On Tuesday Iowa Gov. Terry Branstad gave his Condition of the State address. In it, Branstad announced a plan that would cost close to $400 million to reform property tax in Iowa - specifically tax on commercial and industrial properties.
"The principles guiding our property tax plan are simple," Branstad said. "Permanent property tax relief, no shift of the tax burden between classes of property, and property tax reduction for all classes of property."
Branstad tried to pass a 40 percent property tax cut last year, but his attempts failed.
This new plan, if passed, will reduce commercial and property tax by 20 percent permanently over a four-year period. The reductions would also provide funding to "local governments to replace 100 percent of the property tax revenue." The current 4 percent cap on valuation growth for residential property and agricultural land will be dropped to2 percent, and applied to all property classes.
Small businesses will benefit the most from these reforms according to Branstad. These reforms could bring more businesses to the state as well.
"I'm in favor of the 2 percent decrease," Sen.

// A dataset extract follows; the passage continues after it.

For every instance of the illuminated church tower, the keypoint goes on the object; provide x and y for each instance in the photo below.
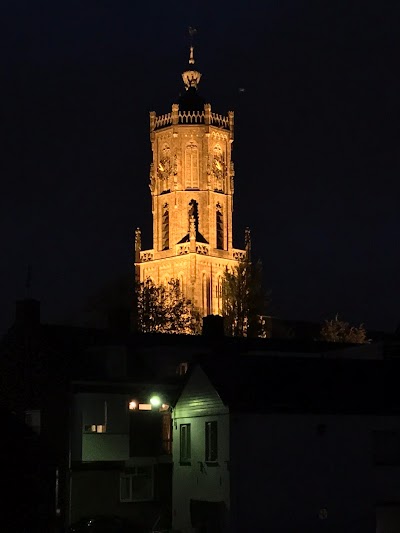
(191, 183)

Dave Johnson said. "I'm in favor of lowering property taxes, but that requires the state to pay local governments for compensation. It's going to be an expensive venture."
Brandstad's plan would draw from a nearly $1 billion budget surplus the state has.
"We need to still make fiscally sound decisions to ensure that our budget is still sound," Rep. Megan Hess said. "And the decision we make on the state level will certainly impact property tax payers back home. House Republicans would like to see that (surplus) go back to the taxpayers in the form of tax relief."
There is a place to start the debate on property tax reform, according to Sen. Johnson, but education is holding up the legislative agenda.